Tu l’auras, et cochon qui s’en dédit, pas vrai ? On ne revient pas dessus ! Si tu te dégonfles, je ferai en sorte que tout le monde le sache !
Aubin s’arrêta à nouveau, se tournant juste le nécessaire afin de capter le regard de son interlocutrice.
– Vos menaces sont inutiles, voisine.
Je n’ai pas l’habitude de revenir sur un marché lorsqu’il est conclu.
Puis il reprit son chemin. « Qui marche droit sait qu’il a raison », disait l’ancien.
Le jour dit, il fut au rendez-vous.
La chtelaine lui présenta un feuillet officiel, revêtu des cachets légaux et de la respectable signature du notaire du bourg.
Le texte en était conforme à ses attentes, et Aubin, abandonnant le document à la main qui ne le lchait pas, recula d’un pas, ôtant son chapeau qu’il déposa sur la tête de pierre de l’angelot au nez meurtri.
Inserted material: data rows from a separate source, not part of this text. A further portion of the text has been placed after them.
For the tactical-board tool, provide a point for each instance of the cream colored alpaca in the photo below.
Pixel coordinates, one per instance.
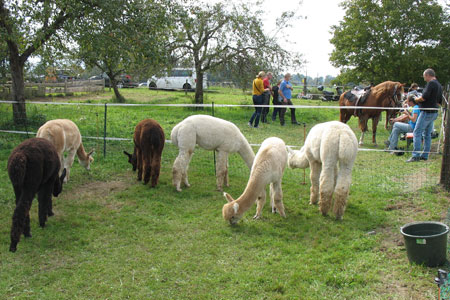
(209, 133)
(269, 165)
(326, 145)
(65, 135)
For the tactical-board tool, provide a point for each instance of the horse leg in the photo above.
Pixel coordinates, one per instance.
(374, 129)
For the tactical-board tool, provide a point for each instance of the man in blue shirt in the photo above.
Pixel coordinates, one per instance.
(431, 98)
(402, 127)
(285, 92)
Sans un mot, il prit dans sa poche les petits ciseaux d’argent qu’il avait apportés, puis trancha calmement une mèche de ses cheveux noirs et indisciplinés, qu’il présenta du bout des doigts à sa voisine.
Le souffle raccourci de la femme dénonçait sa tension.
– Ça suffira ?
Il avait posé la question avec naturel.
Elle y répondit d’une voix basse, vibrante d’un triomphe attendu et glacé.
– … Largement !
Elle semblait hypnotisée par la maigre touffe qu’elle reçut avec avidité dans sa main tendue.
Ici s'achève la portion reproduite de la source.